What is Expressiveness in a Computer Language
pc at p-cos.net
Wed Jun 21 15:01:33 CEST 2006
Joachim Durchholz wrote:
> Pascal Costanza schrieb:
>> (It's really important to understand that the idea is to use this for
>> deployed programs - albeit hopefully in a more structured fashion -
>> and not only for debugging. The example I have given is an extreme one
>> that you would probably not use as such in a "real-world" setting, but
>> it shows that there is a boundary beyond which static type systems
>> cannot be used in a meaningful way anymore, at least as far as I can
> As soon as the running program can be updated, the distinction between
> "static" (compile time) and "dynamic" (run time) blurs.
> You can still erect a definition for such a case, but it needs to refer
> to the update process, and hence becomes language-specific.

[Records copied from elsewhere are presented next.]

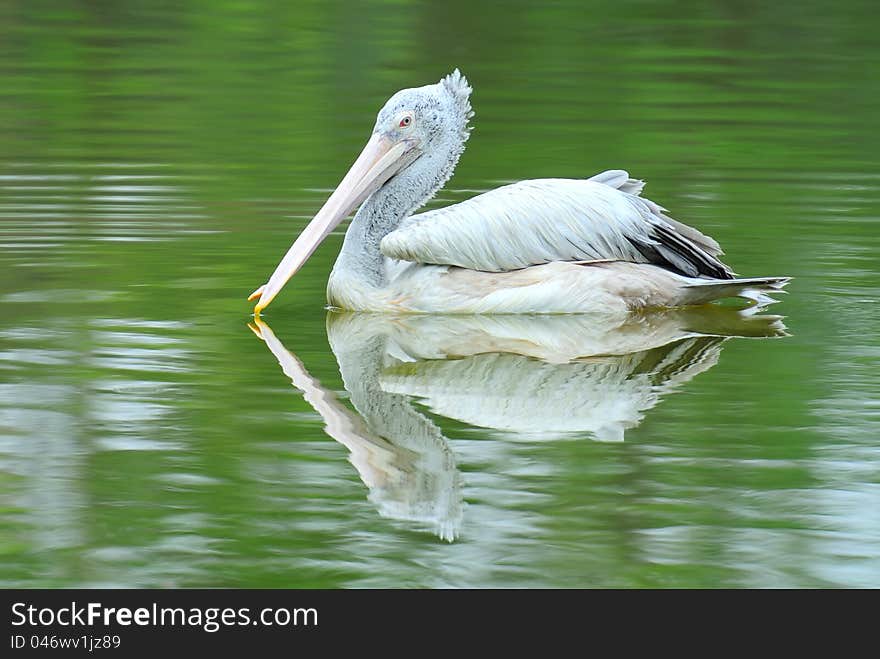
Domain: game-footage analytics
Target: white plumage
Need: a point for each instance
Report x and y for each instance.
(540, 246)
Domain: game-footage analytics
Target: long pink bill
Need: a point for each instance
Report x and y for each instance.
(378, 162)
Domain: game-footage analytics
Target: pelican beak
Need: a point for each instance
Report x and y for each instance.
(381, 159)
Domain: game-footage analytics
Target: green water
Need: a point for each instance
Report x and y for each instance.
(156, 159)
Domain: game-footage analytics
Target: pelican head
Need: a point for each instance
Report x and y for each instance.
(419, 135)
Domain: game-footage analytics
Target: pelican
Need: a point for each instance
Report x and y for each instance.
(538, 246)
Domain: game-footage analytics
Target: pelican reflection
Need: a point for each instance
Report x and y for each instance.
(532, 376)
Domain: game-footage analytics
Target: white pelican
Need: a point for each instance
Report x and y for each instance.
(540, 246)
(528, 376)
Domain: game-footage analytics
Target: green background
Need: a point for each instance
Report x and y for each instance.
(156, 158)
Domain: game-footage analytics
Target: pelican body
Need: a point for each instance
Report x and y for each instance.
(539, 246)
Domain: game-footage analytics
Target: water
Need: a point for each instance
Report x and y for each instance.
(158, 158)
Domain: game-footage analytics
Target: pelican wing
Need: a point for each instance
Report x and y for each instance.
(539, 221)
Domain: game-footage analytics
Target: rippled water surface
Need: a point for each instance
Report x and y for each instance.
(157, 158)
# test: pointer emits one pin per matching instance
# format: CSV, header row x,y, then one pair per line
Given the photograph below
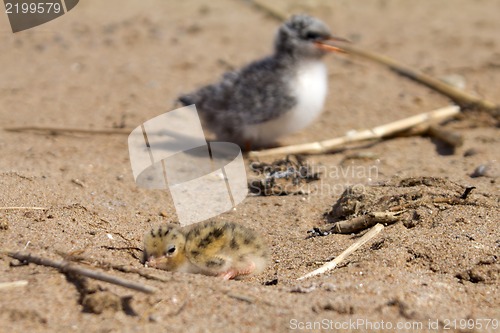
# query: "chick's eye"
x,y
170,249
313,35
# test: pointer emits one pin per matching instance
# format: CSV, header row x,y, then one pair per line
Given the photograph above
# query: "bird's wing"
x,y
262,91
257,93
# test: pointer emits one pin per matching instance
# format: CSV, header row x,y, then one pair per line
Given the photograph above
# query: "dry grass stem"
x,y
379,132
66,267
356,245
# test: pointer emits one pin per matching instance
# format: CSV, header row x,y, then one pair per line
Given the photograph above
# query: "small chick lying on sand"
x,y
223,249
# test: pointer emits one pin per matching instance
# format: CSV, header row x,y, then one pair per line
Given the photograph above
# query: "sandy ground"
x,y
117,63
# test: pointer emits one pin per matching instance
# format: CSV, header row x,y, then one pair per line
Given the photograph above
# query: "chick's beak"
x,y
322,44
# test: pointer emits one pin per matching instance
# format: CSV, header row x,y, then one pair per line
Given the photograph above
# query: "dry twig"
x,y
66,267
13,284
460,97
379,132
21,208
63,130
362,222
332,264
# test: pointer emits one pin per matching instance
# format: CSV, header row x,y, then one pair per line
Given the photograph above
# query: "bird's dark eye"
x,y
170,249
313,35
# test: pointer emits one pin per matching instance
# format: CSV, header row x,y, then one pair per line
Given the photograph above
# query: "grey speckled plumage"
x,y
262,101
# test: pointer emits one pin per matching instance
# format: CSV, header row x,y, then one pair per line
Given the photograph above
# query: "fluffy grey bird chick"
x,y
271,97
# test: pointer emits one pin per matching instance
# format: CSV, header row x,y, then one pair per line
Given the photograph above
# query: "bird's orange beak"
x,y
331,48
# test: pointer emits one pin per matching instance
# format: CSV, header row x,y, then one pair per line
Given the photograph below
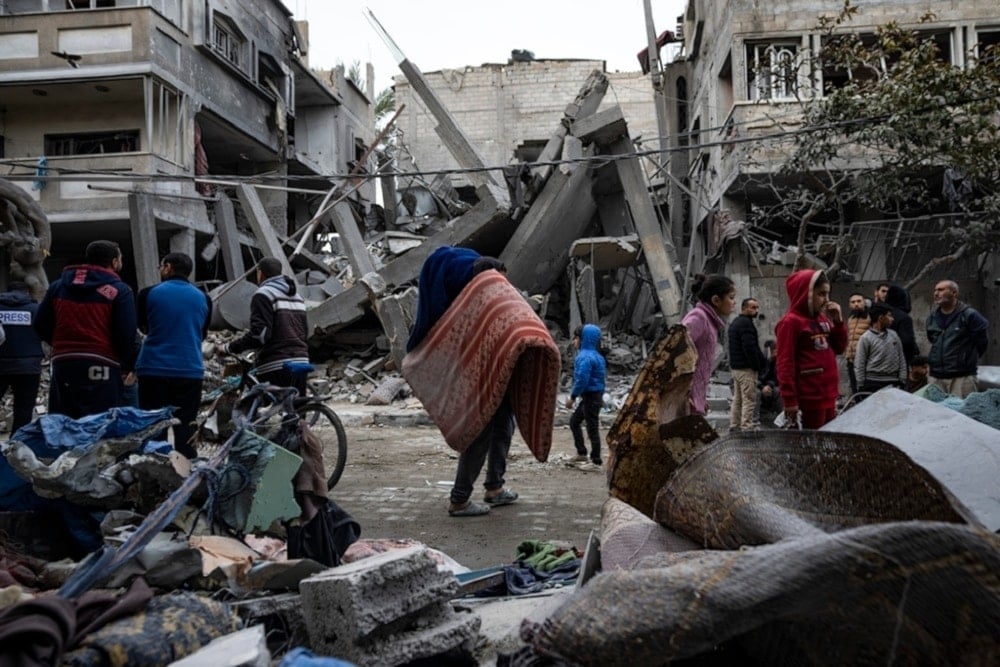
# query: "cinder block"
x,y
344,605
436,631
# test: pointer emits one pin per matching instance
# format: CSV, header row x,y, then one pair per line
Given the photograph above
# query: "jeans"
x,y
182,393
490,447
744,398
588,410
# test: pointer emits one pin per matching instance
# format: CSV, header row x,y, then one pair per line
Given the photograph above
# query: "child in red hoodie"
x,y
810,336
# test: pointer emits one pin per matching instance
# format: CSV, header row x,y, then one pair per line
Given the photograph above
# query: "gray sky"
x,y
442,34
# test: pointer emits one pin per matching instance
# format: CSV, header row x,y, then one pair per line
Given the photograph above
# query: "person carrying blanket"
x,y
478,357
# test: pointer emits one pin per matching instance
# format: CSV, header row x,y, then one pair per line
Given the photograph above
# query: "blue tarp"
x,y
49,437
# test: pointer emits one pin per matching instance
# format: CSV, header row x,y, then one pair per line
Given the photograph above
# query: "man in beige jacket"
x,y
857,324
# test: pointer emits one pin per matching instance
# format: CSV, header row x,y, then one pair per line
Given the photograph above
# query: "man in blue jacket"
x,y
88,317
589,371
21,354
959,335
174,315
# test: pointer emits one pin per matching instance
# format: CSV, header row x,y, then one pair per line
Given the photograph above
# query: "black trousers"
x,y
184,394
25,390
589,411
284,378
489,447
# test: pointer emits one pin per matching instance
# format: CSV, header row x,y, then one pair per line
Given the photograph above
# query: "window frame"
x,y
67,144
761,77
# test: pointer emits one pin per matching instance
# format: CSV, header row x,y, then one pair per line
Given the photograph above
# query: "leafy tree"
x,y
906,135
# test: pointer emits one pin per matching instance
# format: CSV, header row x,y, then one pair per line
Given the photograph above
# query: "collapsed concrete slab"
x,y
959,452
388,609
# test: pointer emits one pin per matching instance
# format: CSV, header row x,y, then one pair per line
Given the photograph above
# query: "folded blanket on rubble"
x,y
488,343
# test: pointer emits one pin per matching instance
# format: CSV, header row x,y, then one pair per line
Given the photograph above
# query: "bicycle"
x,y
273,412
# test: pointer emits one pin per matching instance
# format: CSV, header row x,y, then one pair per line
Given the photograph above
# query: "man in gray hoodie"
x,y
879,360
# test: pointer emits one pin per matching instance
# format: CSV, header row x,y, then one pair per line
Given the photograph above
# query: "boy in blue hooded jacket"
x,y
589,369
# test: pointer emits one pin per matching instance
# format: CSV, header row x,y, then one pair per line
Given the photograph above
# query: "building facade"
x,y
509,111
103,99
742,76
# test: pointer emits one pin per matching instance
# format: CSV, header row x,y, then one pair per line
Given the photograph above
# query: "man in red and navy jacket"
x,y
88,316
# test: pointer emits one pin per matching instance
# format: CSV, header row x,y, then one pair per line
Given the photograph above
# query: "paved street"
x,y
397,481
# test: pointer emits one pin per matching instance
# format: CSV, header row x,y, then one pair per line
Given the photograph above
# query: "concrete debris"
x,y
246,648
389,609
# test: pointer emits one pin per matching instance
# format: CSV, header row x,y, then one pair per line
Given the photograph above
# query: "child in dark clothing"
x,y
589,369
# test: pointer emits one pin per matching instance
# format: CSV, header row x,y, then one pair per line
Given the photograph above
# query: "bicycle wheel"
x,y
325,423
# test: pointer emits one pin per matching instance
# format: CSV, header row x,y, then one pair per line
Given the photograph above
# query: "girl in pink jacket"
x,y
716,300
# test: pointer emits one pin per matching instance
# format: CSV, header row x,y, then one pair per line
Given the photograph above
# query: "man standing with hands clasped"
x,y
810,336
175,316
746,361
879,360
959,335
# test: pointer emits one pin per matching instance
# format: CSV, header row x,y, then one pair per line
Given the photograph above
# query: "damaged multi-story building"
x,y
743,74
175,125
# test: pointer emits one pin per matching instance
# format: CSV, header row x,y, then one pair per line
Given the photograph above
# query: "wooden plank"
x,y
351,240
145,251
587,101
266,235
658,250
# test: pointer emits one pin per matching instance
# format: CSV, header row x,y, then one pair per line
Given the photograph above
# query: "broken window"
x,y
92,143
772,70
169,120
90,4
988,45
228,41
835,77
529,150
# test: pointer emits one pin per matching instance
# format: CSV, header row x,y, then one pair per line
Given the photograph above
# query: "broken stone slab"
x,y
350,602
280,615
246,648
388,609
961,453
438,630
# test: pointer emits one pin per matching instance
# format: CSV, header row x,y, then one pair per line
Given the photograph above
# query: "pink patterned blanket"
x,y
488,343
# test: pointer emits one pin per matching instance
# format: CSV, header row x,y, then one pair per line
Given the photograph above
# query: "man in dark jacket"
x,y
175,316
278,328
21,355
746,362
959,335
88,317
898,299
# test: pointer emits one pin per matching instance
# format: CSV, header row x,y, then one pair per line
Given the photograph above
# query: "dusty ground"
x,y
397,481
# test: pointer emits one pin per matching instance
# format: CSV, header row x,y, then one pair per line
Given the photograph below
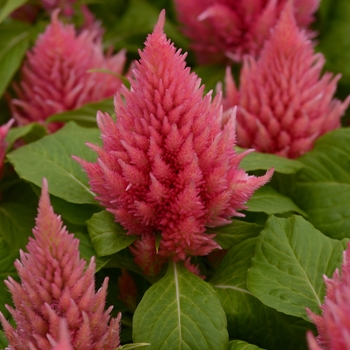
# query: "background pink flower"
x,y
284,103
223,30
334,324
55,76
167,166
53,286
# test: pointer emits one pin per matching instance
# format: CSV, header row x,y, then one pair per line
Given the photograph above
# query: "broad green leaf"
x,y
7,258
262,161
248,319
132,29
267,200
107,236
337,31
16,223
13,45
180,312
323,187
86,115
290,258
50,157
241,345
9,7
29,133
231,234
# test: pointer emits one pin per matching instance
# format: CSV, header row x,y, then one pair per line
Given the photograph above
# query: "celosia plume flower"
x,y
222,30
283,102
53,286
55,76
167,167
4,129
334,324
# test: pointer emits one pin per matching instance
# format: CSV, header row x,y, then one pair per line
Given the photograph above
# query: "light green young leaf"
x,y
241,345
263,161
29,133
229,235
9,6
267,200
290,258
107,236
323,187
85,115
14,41
180,312
247,317
50,157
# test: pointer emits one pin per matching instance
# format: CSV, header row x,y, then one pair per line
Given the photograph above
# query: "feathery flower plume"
x,y
283,102
334,324
53,286
166,166
223,30
4,129
55,76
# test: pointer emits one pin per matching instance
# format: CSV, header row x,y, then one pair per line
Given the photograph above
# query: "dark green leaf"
x,y
180,312
262,161
241,345
107,236
86,115
267,200
50,157
290,258
248,319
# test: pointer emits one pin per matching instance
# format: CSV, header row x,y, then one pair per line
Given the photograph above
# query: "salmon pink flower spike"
x,y
4,129
283,102
55,76
334,324
53,286
224,30
167,167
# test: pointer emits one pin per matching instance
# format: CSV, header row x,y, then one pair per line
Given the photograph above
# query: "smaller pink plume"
x,y
55,285
284,104
4,129
56,77
334,324
167,168
224,30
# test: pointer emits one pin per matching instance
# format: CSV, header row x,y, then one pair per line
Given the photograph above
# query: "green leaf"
x,y
262,161
9,7
7,258
241,345
180,312
50,157
248,319
107,236
290,258
16,223
267,200
232,234
86,115
13,45
29,133
323,187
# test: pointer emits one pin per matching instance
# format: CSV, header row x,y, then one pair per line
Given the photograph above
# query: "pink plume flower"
x,y
55,76
223,30
334,324
167,167
4,129
53,286
283,102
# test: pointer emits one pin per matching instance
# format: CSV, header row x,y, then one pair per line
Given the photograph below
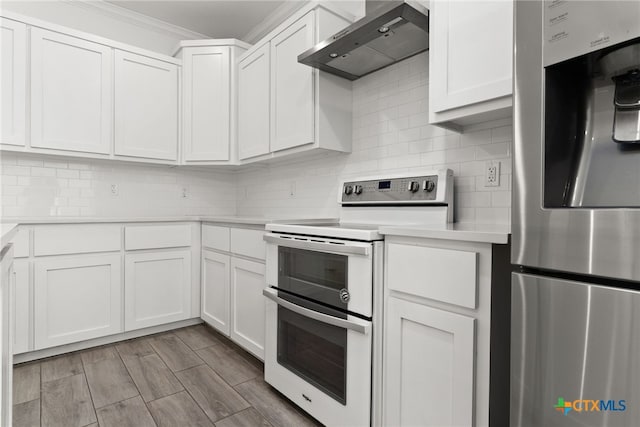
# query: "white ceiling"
x,y
213,18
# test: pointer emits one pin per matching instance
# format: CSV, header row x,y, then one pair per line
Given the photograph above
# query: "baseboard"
x,y
67,348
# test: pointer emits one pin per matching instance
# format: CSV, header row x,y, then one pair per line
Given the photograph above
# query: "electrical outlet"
x,y
492,174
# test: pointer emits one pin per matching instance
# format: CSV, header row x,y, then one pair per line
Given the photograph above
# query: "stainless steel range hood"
x,y
390,32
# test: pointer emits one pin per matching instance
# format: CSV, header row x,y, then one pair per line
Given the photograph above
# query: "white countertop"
x,y
468,232
229,219
7,231
471,232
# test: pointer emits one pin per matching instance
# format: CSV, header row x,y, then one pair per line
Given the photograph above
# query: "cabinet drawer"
x,y
157,236
21,243
248,242
215,237
439,274
75,239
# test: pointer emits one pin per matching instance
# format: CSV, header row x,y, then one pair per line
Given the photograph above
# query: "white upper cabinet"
x,y
254,104
146,107
76,298
292,86
13,63
206,108
286,107
471,55
71,93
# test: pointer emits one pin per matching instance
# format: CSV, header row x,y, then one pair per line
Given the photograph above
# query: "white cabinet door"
x,y
248,305
468,66
21,306
71,93
76,298
157,288
13,69
428,366
292,86
254,104
207,85
215,290
146,107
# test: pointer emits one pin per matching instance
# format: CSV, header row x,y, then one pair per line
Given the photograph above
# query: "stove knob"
x,y
429,186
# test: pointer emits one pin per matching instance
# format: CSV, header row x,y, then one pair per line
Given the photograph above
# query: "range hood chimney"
x,y
390,32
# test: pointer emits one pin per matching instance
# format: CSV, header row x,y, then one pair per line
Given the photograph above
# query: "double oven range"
x,y
324,314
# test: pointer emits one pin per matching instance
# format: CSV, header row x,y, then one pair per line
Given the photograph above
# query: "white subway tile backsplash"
x,y
68,173
38,171
40,186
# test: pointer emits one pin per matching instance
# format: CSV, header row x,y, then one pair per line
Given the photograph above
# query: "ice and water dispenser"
x,y
591,104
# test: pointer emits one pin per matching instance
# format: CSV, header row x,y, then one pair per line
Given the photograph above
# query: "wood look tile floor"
x,y
187,377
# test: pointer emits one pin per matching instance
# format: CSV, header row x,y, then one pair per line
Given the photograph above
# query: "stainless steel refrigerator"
x,y
575,312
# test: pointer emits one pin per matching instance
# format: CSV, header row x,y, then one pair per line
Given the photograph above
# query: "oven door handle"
x,y
362,326
356,249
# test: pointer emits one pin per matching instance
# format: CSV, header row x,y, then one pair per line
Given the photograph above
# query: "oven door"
x,y
335,272
319,358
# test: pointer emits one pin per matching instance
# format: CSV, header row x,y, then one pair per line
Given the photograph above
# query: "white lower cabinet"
x,y
215,290
428,366
157,288
233,278
248,305
76,298
21,306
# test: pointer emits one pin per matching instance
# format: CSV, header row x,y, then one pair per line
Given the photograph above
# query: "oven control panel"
x,y
424,189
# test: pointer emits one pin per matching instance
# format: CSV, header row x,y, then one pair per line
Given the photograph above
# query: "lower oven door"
x,y
319,358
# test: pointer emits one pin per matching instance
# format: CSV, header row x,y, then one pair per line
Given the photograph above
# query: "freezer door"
x,y
575,353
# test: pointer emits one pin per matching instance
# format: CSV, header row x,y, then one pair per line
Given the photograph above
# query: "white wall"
x,y
390,134
40,186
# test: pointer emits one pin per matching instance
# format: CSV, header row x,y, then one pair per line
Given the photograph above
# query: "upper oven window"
x,y
316,275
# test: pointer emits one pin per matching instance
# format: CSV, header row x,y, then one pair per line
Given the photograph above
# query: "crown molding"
x,y
137,19
274,19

In other
> words, language-independent definitions of dynamic and static typing
> won't give any meaningful results for such languages.
> I'd say it makes more sense to talk about what advantages of static vs.
> dynamic typing can be applied in such a situation.
> E.g. one interesting topic would be the change in trade-offs: making
> sure that a type error cannot occur becomes much more difficult
> (particularly if the set of available types can change during an
> update), so static typing starts to lose some of its appeal; OTOH a good
> type system can give you a lot of guarantees even in such a situation,
> even if it might have to revert to the occasional run-time type check,
> so static checking still has its merits.
I am not opposed to this view. The two examples I have given for things
that are impossible in static vs. dynamic type systems were
intentionally extreme to make the point that you have to make a choice,
that you cannot just blindly throw (instances of) both approaches
together. Static type systems potentially change the semantics of a
language in ways that cannot be captured by dynamically typed languages
anymore, and vice versa.
There is, of course, room for research on performing static type checks
in a running system, for example immediately after or before a software
update is applied, or maybe even on separate type checking on software
increments such that guarantees for their composition can be derived.
However, I am not aware of a lot of work in that area, maybe because the
static typing community is too focused on compile-time issues.
Personally, I also don't think that's the most interesting issue in that
area, but that's of course only a subjective opinion.